The fact that the BBC’s Laura Kuenssberg was accompanied to Labour conference by a bodyguard barely needs restating. But even after that had become clear, the dependably unrestrained Corbyn-supporting outlet the Canary reported that the BBC editor was listed as an “invited speaker” at a Conservative fringe meeting, with the headline: “We need to talk about Laura Kuenssberg.” The same, it quickly turned out, was true of my colleague Owen Jones, but that did not seem to get in the way: despite the absence of corroborating facts, the Canary was once again of the opinion it had punched through the “impartial” veneer, revealing the true-blue agenda beneath.

What is going on here? Clearly, the idea of journalism as a cover for this or that agenda is hardly new. In many instances, as a quick trip to the newsagents will confirm, the accusation has long been justified. But there again, even in the kind of outlets seen as bywords for propaganda and partisanship, the journalistic impulse is alive and well (if you doubt this, consider the estimable coverage of industrial disputes in the Morning Star). Even partisan commentary can be rooted in the principles of good journalism, so long as it does not ignore uncomfortable facts, blindly offer support to parties or leaders, or distort actuality to score political points. More than that, though, the idea of journalism as a route to the truth is every bit as worthwhile as it ever was.

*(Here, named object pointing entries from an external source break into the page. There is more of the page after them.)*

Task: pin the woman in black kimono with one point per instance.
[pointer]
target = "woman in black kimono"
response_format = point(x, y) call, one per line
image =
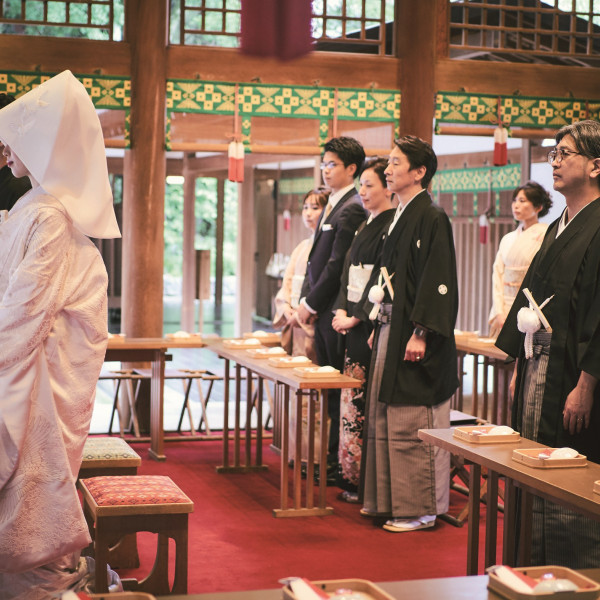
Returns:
point(376, 199)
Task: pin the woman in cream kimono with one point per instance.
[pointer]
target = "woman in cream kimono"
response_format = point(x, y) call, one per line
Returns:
point(53, 331)
point(298, 339)
point(517, 249)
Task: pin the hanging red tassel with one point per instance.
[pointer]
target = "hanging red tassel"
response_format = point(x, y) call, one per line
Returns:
point(239, 162)
point(235, 166)
point(500, 146)
point(483, 229)
point(231, 167)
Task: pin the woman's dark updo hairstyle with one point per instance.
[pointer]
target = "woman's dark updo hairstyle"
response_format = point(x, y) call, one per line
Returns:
point(321, 194)
point(537, 195)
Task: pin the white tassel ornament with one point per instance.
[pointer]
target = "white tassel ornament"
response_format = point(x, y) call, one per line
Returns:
point(376, 296)
point(528, 323)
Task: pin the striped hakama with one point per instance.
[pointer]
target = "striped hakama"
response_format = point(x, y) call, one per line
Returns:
point(404, 477)
point(559, 536)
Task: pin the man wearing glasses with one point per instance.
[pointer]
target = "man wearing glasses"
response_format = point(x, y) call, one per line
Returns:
point(556, 396)
point(342, 161)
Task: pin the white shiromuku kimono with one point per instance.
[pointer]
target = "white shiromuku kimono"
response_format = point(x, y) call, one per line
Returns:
point(53, 332)
point(53, 337)
point(515, 253)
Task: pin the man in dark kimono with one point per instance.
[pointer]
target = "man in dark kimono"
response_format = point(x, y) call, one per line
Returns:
point(413, 369)
point(557, 400)
point(342, 159)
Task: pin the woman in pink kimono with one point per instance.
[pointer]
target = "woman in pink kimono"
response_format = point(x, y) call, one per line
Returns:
point(517, 249)
point(53, 331)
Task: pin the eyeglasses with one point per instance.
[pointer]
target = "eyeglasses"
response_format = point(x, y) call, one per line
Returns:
point(559, 154)
point(329, 165)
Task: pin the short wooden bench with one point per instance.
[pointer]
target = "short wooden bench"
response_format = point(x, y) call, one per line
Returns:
point(129, 377)
point(113, 456)
point(117, 506)
point(187, 377)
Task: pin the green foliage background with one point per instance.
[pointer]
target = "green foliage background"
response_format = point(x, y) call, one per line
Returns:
point(206, 223)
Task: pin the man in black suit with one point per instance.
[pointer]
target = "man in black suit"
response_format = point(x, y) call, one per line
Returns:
point(342, 160)
point(11, 187)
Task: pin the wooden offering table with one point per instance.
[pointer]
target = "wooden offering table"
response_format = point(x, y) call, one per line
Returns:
point(448, 588)
point(571, 487)
point(292, 383)
point(152, 350)
point(485, 352)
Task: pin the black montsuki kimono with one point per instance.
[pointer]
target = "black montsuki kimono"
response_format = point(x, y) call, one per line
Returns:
point(420, 254)
point(364, 250)
point(569, 268)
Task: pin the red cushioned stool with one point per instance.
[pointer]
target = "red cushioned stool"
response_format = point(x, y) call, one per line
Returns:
point(118, 506)
point(113, 456)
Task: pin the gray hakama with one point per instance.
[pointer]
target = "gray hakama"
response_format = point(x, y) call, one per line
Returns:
point(580, 548)
point(404, 477)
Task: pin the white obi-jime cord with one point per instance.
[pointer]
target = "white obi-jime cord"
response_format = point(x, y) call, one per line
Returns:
point(296, 291)
point(377, 292)
point(358, 277)
point(530, 319)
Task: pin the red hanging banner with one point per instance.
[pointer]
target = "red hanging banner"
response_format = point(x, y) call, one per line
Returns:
point(276, 28)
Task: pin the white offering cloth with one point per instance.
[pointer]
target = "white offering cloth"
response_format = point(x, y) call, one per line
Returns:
point(515, 253)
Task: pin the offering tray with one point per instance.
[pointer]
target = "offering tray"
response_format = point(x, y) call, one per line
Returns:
point(276, 351)
point(531, 458)
point(241, 344)
point(123, 596)
point(183, 336)
point(478, 434)
point(365, 590)
point(314, 373)
point(288, 362)
point(587, 588)
point(265, 337)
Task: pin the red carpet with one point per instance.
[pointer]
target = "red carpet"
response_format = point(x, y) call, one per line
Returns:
point(236, 544)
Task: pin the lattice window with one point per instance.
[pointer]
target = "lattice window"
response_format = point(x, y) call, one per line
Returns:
point(93, 19)
point(354, 25)
point(206, 22)
point(364, 26)
point(514, 29)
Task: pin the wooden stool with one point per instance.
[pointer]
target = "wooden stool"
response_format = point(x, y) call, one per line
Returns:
point(113, 456)
point(119, 506)
point(128, 376)
point(187, 376)
point(108, 456)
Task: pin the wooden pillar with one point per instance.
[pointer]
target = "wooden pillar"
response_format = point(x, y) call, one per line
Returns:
point(145, 171)
point(245, 293)
point(189, 283)
point(417, 51)
point(220, 238)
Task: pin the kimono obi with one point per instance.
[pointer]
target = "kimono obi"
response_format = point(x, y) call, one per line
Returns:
point(297, 281)
point(513, 276)
point(358, 277)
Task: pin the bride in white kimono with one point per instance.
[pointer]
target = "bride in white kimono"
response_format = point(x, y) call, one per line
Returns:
point(53, 331)
point(517, 248)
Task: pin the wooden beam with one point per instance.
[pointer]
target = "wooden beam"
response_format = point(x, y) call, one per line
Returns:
point(189, 283)
point(507, 78)
point(416, 47)
point(53, 55)
point(323, 68)
point(144, 180)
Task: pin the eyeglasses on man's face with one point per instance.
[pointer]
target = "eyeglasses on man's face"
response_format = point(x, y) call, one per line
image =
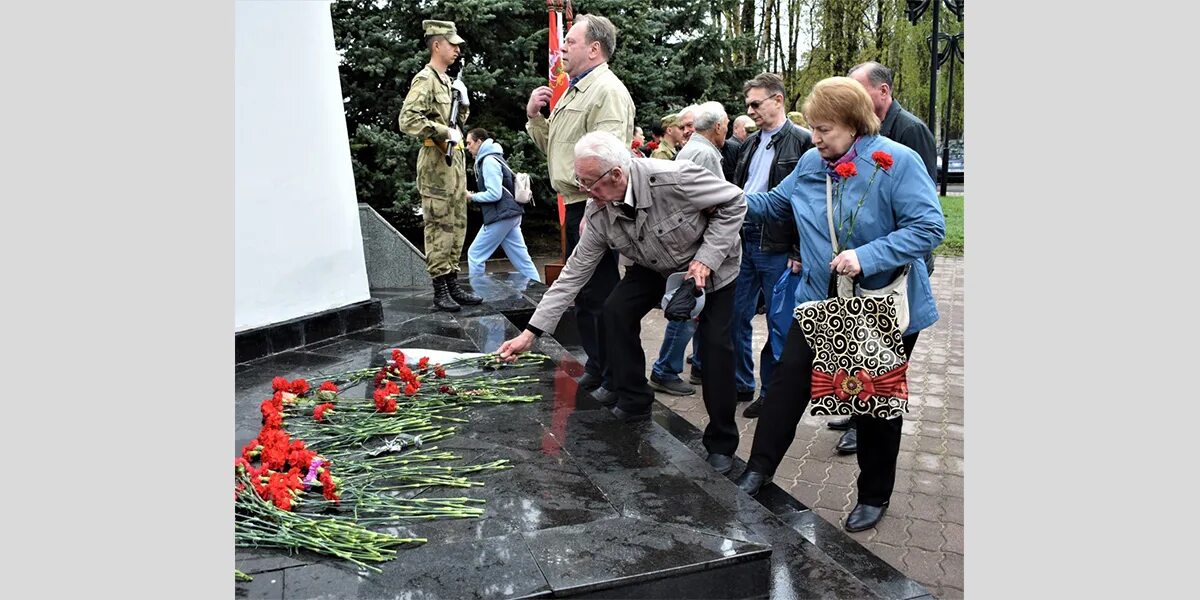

But it is also under threat. In the Facebook age, outlets that value the idea of dispassionate inquiry and dogged research are feeling the pinch, while a great ocean of polemic, often written for nothing and barely interested in the world’s endless complexities, grows ever larger. The polemicists have a symbiotic relationship with the wider political mood, feeding off all the passion and emotion, and then doing their best to ramp everything up. As all that happens, the distinction between activism and journalism becomes dangerously blurred. Even among people fresh out of university, the “in” thing is seemingly to be a pundit rather than a reporter; in the online world, there are rather too many polemicists, and not nearly enough journalists.

As evidenced by new media platforms on both left and right, there is a kind of outlet that fits snugly into this new world. It decries supposedly objective stuff as hopelessly biased while claiming that its own overheated polemics shine much brighter light on the truth. Put another way, as the Times columnist Hugo Rifkind recently said, “it’s a defining feature of the Canary/Evolve/Breitbart/Westmonster axis that they cannot comprehend [the] difference between analysis and advocacy … So they think their own advocacy is analysis, and regard the analysis of others as advocacy.” The basic belief, which anyone who has studied postmodernism would understand, is that even the most dispassionate journalists are guilty of bias, and everything ultimately blurs into a cacophony of partisan shouting.

As a principled socialist such as Dennis Skinner would surely recognise, this points to a dangerous future: of endless conflict, power not held to account, and vested interests free to run riot. The election of Trump and our collective failure to comprehend the insanities of Brexit suggest we may already be halfway there. So how do we pull back? The answer lies with those much-maligned people outside the perimeter, asking awkward questions, trying to maintain some imperfect balance between opinion and truth, and scribbling into their notepads.